The counter-argument to this is that solar is unfairly benefiting from federal subsidies. Currently, the Solar Investment Tax Credit (ITC) offers a 30 percent tax credit for solar systems on residential and commercial properties. Yet that tax credit requires Congressional renewal by the end of 2016. Right now, uncertainty over the ITC (re: a Republican-controlled Congress) is making businesses antsy.
Without a renewal, the ITC's 30 percent tax credit will drop to 10 percent for commercial properties and zilch for residential projects. Maddy Yozwiak, U.S. Power and RECs analyst, has said that failure to renew the ITC will be "a disruption, not a death for the industry." Even so, that disruption will take years to recover from as the technology continues to improve in efficiency and affordability.
Solar Subsidies Make Up 0.1% of the Federal Budget
Earlier this year, Planet Experts spoke to Tea Party founder and green energy advocate Debbie Dooley at the Climate Reality Training Corps in Miami.
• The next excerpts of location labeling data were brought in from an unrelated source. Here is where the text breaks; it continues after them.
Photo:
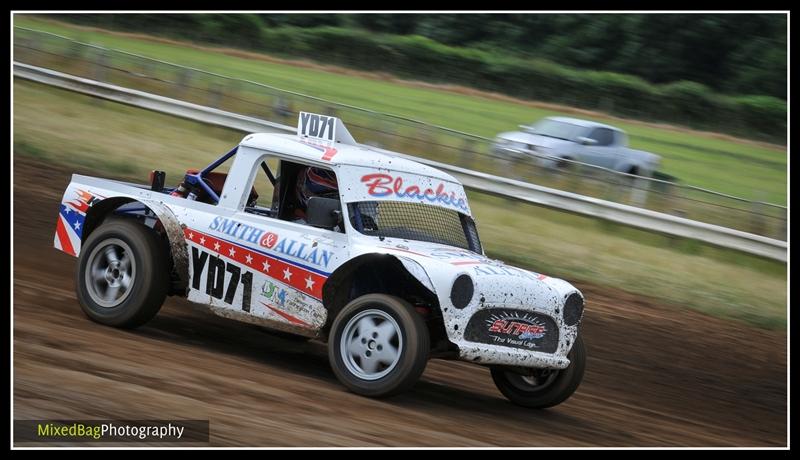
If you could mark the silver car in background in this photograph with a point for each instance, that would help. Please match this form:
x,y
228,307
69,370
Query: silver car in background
x,y
554,141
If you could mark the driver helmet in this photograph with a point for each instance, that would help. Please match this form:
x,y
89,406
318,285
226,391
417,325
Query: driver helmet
x,y
316,182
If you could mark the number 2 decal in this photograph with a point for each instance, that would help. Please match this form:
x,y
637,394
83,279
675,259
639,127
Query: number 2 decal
x,y
215,278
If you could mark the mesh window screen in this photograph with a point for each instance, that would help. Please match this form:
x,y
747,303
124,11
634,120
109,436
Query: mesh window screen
x,y
414,221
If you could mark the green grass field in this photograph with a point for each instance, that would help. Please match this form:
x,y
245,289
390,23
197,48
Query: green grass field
x,y
113,140
744,169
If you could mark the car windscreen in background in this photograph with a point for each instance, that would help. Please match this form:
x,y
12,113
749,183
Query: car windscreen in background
x,y
415,221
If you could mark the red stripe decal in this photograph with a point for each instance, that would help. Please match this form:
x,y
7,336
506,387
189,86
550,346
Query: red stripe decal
x,y
63,237
287,316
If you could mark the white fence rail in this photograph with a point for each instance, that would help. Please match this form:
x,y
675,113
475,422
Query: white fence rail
x,y
509,188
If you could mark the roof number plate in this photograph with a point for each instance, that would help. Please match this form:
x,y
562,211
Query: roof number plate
x,y
323,128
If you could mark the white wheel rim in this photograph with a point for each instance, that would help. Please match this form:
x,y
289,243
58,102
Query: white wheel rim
x,y
110,273
371,344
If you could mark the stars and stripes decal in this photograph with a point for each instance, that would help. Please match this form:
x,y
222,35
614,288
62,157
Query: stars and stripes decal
x,y
71,216
298,277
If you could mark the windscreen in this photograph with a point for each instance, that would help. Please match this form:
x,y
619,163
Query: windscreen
x,y
415,221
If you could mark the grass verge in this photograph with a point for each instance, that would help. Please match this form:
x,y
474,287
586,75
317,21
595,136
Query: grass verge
x,y
739,168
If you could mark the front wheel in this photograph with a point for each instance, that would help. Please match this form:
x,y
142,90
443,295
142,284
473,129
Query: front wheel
x,y
541,388
378,345
122,276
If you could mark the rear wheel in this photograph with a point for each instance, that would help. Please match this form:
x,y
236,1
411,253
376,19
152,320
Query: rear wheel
x,y
122,275
378,345
541,388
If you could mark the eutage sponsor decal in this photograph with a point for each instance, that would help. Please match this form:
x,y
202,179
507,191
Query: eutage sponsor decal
x,y
384,185
272,241
513,328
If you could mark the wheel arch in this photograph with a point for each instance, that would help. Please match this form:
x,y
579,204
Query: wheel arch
x,y
377,273
170,228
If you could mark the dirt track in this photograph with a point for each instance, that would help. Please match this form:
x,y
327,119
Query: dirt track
x,y
656,375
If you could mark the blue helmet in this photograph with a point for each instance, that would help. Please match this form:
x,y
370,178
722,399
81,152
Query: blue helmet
x,y
316,182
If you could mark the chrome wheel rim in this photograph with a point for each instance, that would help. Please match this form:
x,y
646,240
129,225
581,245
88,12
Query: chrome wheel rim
x,y
371,344
538,379
110,273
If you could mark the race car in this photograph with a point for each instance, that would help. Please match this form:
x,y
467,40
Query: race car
x,y
377,255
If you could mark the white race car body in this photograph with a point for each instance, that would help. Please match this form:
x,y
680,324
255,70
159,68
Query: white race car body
x,y
275,272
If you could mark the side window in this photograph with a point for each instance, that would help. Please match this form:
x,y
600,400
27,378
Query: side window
x,y
262,198
603,136
298,183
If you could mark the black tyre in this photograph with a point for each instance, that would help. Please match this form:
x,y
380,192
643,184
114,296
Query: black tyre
x,y
123,275
541,388
378,345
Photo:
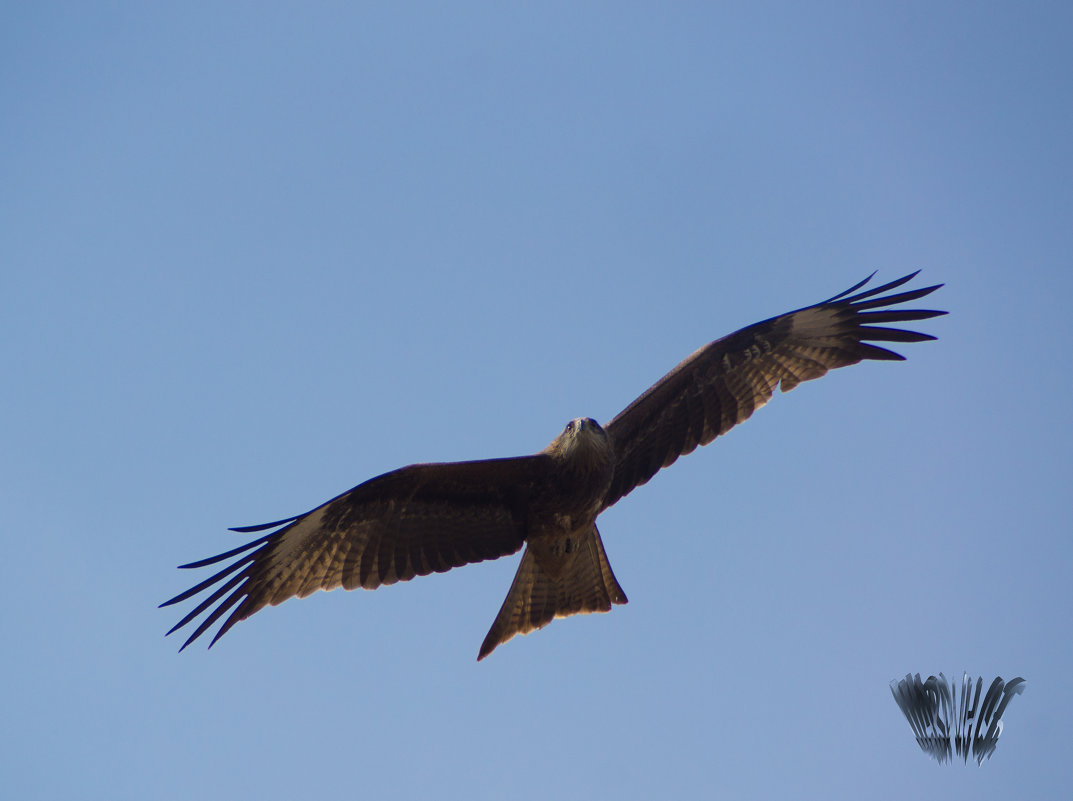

Dooley is a proud conservative, but the anti-renewable rhetoric of conservative politicians makes her livid.
"Solar does have subsidies," she said. "But all of the energy forms have been subsidized. Coal received its first subsidy in 1932 and is still receiving massive subsidies. Nuclear is heavily subsidized. There's oil companies that are actually drilling and doing exploration on land owned by taxpayers and, in many cases, they don't have to pay any royalties whatsoever or pay a leasing on that.... You don't hear anybody talking about [fossil fuel] subsidies."
Spending on fossil fuel subsidies, not just in the U.S. but across the world, is enormous. Last year, the Overseas Development Institute and Oil Change International concluded that a conservative estimate of global fossil fuel subsidies totals $775 billion, with an additional $88 billion per year spent on exploring further fossil fuel deposits (the U.S. alone spent $5.1 billion in fossil fuel exploration in 2013). Global renewable subsidies, by comparison, amounted to $101 billion in 2013.
It's Time to Level the Playing Field
When Dooley meets with conservatives, she shows them the subsidy figures for various energies. That's where solar wins out. For example, said Dooley, in the first 15 years of nuclear, government research and development added up to about one percent of the federal budget. During the first 15 years of solar, those subsidies have not accounted for even one-tenth of one percent of the federal budget.
"Every conservative that I talk to that raises the question about solar subsidies - and I educate them about the massive subsidies that other energy forms have received and are still receiving - they say to me, all energy subsidies, both direct and indirect, need to end," said Dooley. "And if you end one then you need to end them all or you are allowing the government to pick winners and losers. And that's the way I address that."
Greg Wendt, a Senior Wealth Advisor at StakeHolders Capital and the founder of the Green Economy Think Tank, agrees. Stopping the investment of public tax dollars on fossil fuel subsidies is one of the first steps the U.S. needs to make in its green transition, he told Planet Experts.
When ExxonMobil is reporting $8.8 billion in quarterly profits, they can afford to take the hit.